Стояна опечалилась и опять уже совсем тихо проговорила:
— А я-то думала, они что-нибудь делают.
Я спросила:
— А отчего ты не хочешь детей, Стояна?
— Да уж больно с ними трудно, барышня. Пока родишь да вырастишь, все на свете проклянешь. Да еще и хворой станешь. Поглядите на меня!
— А ты смотри, как страдает бедная Войка, оттого что у нее детей нет!
— Ну, не так, как она… один, двое, трое еще куда ни шло, но так, как у нас, каждый год! Чисто зайцы!
— Что бы сказал твой муж, если б слышал тебя?
— А что ему слушать?
— Он бы согласился с тобой?
— Да нет, он говорит, они вырастают и становятся помощниками.
— Но ведь так оно и есть!
— Так-то оно так, да пока их выродишь да вырастишь…
— Но если уж так устроено!
— И то правда.
Я вышла вместе с ней. У ворот меня остановила старая женщина, баба Иоана, предлагая купить яйца и масло. Я сказала ей:
— Подумать только, баба Иоана, что Стояна говорит: не хочет больше детей!

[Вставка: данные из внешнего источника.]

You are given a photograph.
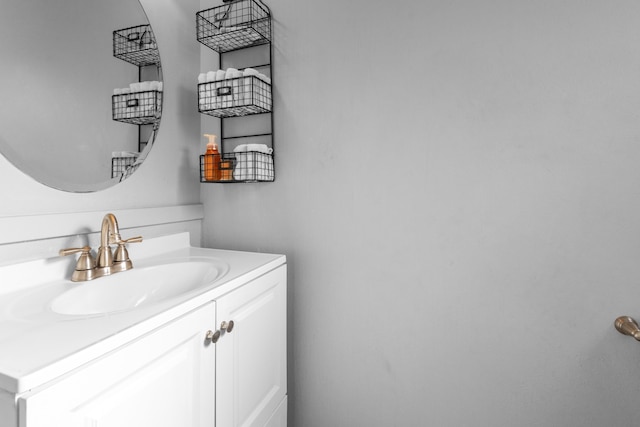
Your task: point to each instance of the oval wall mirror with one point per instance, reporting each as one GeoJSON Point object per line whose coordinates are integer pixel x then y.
{"type": "Point", "coordinates": [74, 114]}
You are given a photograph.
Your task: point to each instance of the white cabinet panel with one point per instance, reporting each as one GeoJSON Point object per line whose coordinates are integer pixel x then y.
{"type": "Point", "coordinates": [251, 360]}
{"type": "Point", "coordinates": [279, 418]}
{"type": "Point", "coordinates": [162, 379]}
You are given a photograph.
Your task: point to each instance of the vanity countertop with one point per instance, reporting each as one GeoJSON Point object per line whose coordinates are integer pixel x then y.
{"type": "Point", "coordinates": [38, 345]}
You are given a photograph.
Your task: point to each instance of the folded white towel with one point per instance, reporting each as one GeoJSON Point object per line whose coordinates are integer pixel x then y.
{"type": "Point", "coordinates": [262, 148]}
{"type": "Point", "coordinates": [250, 72]}
{"type": "Point", "coordinates": [252, 164]}
{"type": "Point", "coordinates": [231, 73]}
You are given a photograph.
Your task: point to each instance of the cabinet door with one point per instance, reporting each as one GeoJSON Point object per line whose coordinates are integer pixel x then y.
{"type": "Point", "coordinates": [251, 360]}
{"type": "Point", "coordinates": [164, 379]}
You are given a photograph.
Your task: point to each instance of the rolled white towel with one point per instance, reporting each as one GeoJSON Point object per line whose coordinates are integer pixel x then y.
{"type": "Point", "coordinates": [262, 148]}
{"type": "Point", "coordinates": [264, 78]}
{"type": "Point", "coordinates": [231, 73]}
{"type": "Point", "coordinates": [253, 163]}
{"type": "Point", "coordinates": [251, 72]}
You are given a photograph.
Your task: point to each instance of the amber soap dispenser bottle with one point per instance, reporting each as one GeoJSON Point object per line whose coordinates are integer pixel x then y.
{"type": "Point", "coordinates": [211, 160]}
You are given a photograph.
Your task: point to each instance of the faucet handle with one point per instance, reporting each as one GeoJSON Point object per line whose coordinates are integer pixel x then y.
{"type": "Point", "coordinates": [136, 239]}
{"type": "Point", "coordinates": [85, 267]}
{"type": "Point", "coordinates": [121, 260]}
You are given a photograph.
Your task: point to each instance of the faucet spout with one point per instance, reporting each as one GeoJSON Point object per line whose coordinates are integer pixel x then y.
{"type": "Point", "coordinates": [107, 262]}
{"type": "Point", "coordinates": [110, 235]}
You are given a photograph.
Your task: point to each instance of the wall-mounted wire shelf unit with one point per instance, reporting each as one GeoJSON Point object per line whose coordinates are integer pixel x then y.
{"type": "Point", "coordinates": [248, 166]}
{"type": "Point", "coordinates": [136, 45]}
{"type": "Point", "coordinates": [236, 25]}
{"type": "Point", "coordinates": [227, 29]}
{"type": "Point", "coordinates": [137, 108]}
{"type": "Point", "coordinates": [120, 163]}
{"type": "Point", "coordinates": [241, 96]}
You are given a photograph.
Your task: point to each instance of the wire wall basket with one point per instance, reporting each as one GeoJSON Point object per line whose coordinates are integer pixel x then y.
{"type": "Point", "coordinates": [136, 45]}
{"type": "Point", "coordinates": [247, 166]}
{"type": "Point", "coordinates": [235, 97]}
{"type": "Point", "coordinates": [235, 25]}
{"type": "Point", "coordinates": [138, 108]}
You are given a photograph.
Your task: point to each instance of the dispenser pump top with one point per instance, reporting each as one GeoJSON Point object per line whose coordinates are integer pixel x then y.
{"type": "Point", "coordinates": [211, 145]}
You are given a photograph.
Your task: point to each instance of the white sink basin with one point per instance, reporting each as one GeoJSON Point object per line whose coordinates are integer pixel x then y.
{"type": "Point", "coordinates": [139, 287]}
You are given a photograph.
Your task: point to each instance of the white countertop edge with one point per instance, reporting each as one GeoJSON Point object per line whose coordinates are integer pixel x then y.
{"type": "Point", "coordinates": [16, 383]}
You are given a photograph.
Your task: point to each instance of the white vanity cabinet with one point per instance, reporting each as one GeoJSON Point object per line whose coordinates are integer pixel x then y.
{"type": "Point", "coordinates": [251, 360]}
{"type": "Point", "coordinates": [175, 376]}
{"type": "Point", "coordinates": [164, 379]}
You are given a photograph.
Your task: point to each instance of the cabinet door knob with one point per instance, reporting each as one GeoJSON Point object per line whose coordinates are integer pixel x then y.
{"type": "Point", "coordinates": [227, 326]}
{"type": "Point", "coordinates": [212, 336]}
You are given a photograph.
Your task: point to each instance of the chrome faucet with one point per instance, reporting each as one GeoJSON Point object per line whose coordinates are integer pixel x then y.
{"type": "Point", "coordinates": [108, 262]}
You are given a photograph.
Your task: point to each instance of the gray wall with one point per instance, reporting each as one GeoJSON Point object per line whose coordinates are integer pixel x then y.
{"type": "Point", "coordinates": [170, 176]}
{"type": "Point", "coordinates": [458, 196]}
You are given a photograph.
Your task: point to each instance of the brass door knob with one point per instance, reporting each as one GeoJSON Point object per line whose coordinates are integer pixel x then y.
{"type": "Point", "coordinates": [212, 337]}
{"type": "Point", "coordinates": [227, 326]}
{"type": "Point", "coordinates": [628, 326]}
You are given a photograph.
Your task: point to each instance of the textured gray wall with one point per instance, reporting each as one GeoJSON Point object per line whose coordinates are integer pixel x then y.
{"type": "Point", "coordinates": [457, 194]}
{"type": "Point", "coordinates": [170, 176]}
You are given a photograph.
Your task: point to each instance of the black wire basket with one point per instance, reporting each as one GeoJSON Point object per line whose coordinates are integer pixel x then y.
{"type": "Point", "coordinates": [138, 108]}
{"type": "Point", "coordinates": [136, 45]}
{"type": "Point", "coordinates": [246, 166]}
{"type": "Point", "coordinates": [235, 25]}
{"type": "Point", "coordinates": [241, 96]}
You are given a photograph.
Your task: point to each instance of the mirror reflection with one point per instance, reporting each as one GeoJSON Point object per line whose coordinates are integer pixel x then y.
{"type": "Point", "coordinates": [81, 88]}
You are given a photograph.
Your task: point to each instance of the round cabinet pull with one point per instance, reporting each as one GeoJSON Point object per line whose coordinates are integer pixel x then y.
{"type": "Point", "coordinates": [227, 326]}
{"type": "Point", "coordinates": [212, 336]}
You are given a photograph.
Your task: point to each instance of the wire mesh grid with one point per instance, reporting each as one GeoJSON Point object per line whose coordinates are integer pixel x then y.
{"type": "Point", "coordinates": [241, 96]}
{"type": "Point", "coordinates": [120, 164]}
{"type": "Point", "coordinates": [138, 108]}
{"type": "Point", "coordinates": [136, 45]}
{"type": "Point", "coordinates": [235, 25]}
{"type": "Point", "coordinates": [246, 166]}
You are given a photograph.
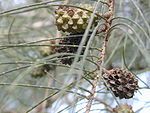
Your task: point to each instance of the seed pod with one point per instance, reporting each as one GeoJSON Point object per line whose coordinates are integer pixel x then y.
{"type": "Point", "coordinates": [122, 83]}
{"type": "Point", "coordinates": [123, 109]}
{"type": "Point", "coordinates": [74, 20]}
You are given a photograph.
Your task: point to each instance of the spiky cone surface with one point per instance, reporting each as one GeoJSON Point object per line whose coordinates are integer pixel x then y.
{"type": "Point", "coordinates": [124, 108]}
{"type": "Point", "coordinates": [73, 41]}
{"type": "Point", "coordinates": [40, 71]}
{"type": "Point", "coordinates": [47, 50]}
{"type": "Point", "coordinates": [74, 20]}
{"type": "Point", "coordinates": [122, 82]}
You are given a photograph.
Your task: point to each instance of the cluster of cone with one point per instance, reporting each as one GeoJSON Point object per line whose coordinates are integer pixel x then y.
{"type": "Point", "coordinates": [73, 21]}
{"type": "Point", "coordinates": [121, 82]}
{"type": "Point", "coordinates": [124, 108]}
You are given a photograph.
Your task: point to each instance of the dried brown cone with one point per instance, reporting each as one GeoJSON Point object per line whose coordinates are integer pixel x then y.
{"type": "Point", "coordinates": [73, 20]}
{"type": "Point", "coordinates": [122, 83]}
{"type": "Point", "coordinates": [123, 109]}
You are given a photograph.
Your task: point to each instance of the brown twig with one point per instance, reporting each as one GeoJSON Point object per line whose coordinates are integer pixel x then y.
{"type": "Point", "coordinates": [108, 16]}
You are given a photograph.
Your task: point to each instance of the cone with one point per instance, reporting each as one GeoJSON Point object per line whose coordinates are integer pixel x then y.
{"type": "Point", "coordinates": [123, 109]}
{"type": "Point", "coordinates": [73, 39]}
{"type": "Point", "coordinates": [40, 71]}
{"type": "Point", "coordinates": [122, 83]}
{"type": "Point", "coordinates": [73, 20]}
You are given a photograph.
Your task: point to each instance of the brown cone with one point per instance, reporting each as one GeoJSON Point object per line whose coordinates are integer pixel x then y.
{"type": "Point", "coordinates": [122, 83]}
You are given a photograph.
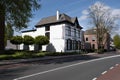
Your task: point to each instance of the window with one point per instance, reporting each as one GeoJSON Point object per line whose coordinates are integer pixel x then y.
{"type": "Point", "coordinates": [93, 38]}
{"type": "Point", "coordinates": [78, 33]}
{"type": "Point", "coordinates": [68, 44]}
{"type": "Point", "coordinates": [93, 46]}
{"type": "Point", "coordinates": [47, 28]}
{"type": "Point", "coordinates": [86, 38]}
{"type": "Point", "coordinates": [74, 32]}
{"type": "Point", "coordinates": [47, 34]}
{"type": "Point", "coordinates": [69, 31]}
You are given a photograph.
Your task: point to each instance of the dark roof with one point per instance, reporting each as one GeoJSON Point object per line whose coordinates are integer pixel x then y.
{"type": "Point", "coordinates": [28, 30]}
{"type": "Point", "coordinates": [90, 31]}
{"type": "Point", "coordinates": [52, 20]}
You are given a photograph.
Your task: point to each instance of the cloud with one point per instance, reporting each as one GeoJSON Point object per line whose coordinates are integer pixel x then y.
{"type": "Point", "coordinates": [116, 12]}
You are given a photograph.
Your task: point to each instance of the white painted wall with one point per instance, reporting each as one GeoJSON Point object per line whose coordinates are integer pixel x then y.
{"type": "Point", "coordinates": [57, 37]}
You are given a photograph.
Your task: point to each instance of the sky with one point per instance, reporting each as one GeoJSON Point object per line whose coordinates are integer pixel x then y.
{"type": "Point", "coordinates": [73, 8]}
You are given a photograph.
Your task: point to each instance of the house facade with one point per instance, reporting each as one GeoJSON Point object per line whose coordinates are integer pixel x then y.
{"type": "Point", "coordinates": [91, 40]}
{"type": "Point", "coordinates": [63, 31]}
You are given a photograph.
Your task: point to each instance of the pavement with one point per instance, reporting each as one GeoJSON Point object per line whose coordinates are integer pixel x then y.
{"type": "Point", "coordinates": [15, 61]}
{"type": "Point", "coordinates": [112, 73]}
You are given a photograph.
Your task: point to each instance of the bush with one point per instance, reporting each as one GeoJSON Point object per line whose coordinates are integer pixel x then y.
{"type": "Point", "coordinates": [41, 54]}
{"type": "Point", "coordinates": [5, 57]}
{"type": "Point", "coordinates": [19, 55]}
{"type": "Point", "coordinates": [28, 40]}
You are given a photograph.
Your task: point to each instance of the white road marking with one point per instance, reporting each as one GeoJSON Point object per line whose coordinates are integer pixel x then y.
{"type": "Point", "coordinates": [59, 68]}
{"type": "Point", "coordinates": [94, 79]}
{"type": "Point", "coordinates": [111, 67]}
{"type": "Point", "coordinates": [116, 64]}
{"type": "Point", "coordinates": [104, 72]}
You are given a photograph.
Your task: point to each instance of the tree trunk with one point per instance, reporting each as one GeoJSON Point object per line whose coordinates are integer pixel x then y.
{"type": "Point", "coordinates": [2, 28]}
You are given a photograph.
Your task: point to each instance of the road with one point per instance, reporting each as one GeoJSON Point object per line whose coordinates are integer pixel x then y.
{"type": "Point", "coordinates": [70, 70]}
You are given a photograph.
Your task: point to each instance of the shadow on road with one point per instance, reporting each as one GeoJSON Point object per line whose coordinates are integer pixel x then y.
{"type": "Point", "coordinates": [65, 60]}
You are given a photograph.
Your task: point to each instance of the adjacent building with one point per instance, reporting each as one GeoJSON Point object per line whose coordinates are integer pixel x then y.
{"type": "Point", "coordinates": [63, 31]}
{"type": "Point", "coordinates": [91, 40]}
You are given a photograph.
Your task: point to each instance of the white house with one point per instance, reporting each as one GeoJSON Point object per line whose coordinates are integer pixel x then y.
{"type": "Point", "coordinates": [63, 31]}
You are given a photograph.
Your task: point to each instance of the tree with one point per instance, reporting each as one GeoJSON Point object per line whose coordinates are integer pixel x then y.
{"type": "Point", "coordinates": [9, 31]}
{"type": "Point", "coordinates": [41, 40]}
{"type": "Point", "coordinates": [103, 20]}
{"type": "Point", "coordinates": [28, 40]}
{"type": "Point", "coordinates": [17, 13]}
{"type": "Point", "coordinates": [116, 40]}
{"type": "Point", "coordinates": [17, 40]}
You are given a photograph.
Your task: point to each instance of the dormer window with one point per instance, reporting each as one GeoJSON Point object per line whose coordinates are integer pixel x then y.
{"type": "Point", "coordinates": [47, 28]}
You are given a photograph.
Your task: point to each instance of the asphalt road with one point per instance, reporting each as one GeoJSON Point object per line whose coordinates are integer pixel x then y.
{"type": "Point", "coordinates": [65, 70]}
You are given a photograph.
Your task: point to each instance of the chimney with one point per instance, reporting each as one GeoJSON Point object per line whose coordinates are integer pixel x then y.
{"type": "Point", "coordinates": [57, 15]}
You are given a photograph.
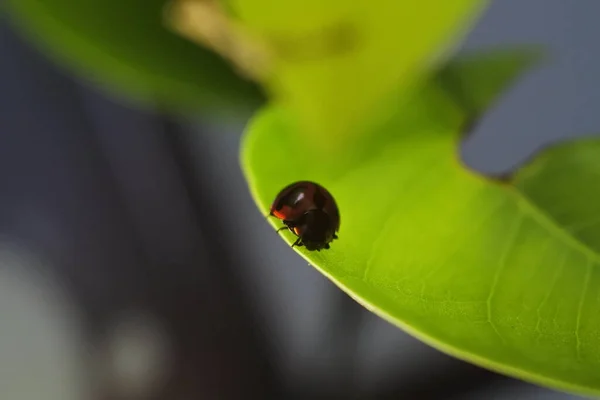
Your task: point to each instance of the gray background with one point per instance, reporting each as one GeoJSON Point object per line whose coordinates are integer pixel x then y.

— Упаси господи, что ты, что ты, голубка, грех так говорить. Погляди-ка на Войку! Уж лучше пусть бог детей дает! А как вырастут у тебя добры молодцы да девицы-красавицы, так душа-то твоя и возрадуется! Вечером как придут они с поля, двор-то весельем и наполнится. Пусть уж будут детки, раз бог дает!
Стояна молчала, опустив голову, и покорно слушала. Потом сказала:
— Пусть будет по-твоему, бабушка.
— Вот и хорошо, касатка.
Стояна ушла. Старуха сказала мне:
— Вот она, молодость-то. Все-то норовит от забот да хлопот избавиться, все-то за весельем да радостью гонится. Негоже это. Что, голубка? Разве не так? Надо и тяжелое, и легкое скрепя сердце терпеть. А коли слабы духом будем, быстро в землю-то и сойдем. Ну, а там кто знает, что нас ждет! — и, хитро улыбаясь, добавила: — Ведь оттуда никто еще пока не возвращался, чтоб рассказать, как там… Так купишь яйца-то?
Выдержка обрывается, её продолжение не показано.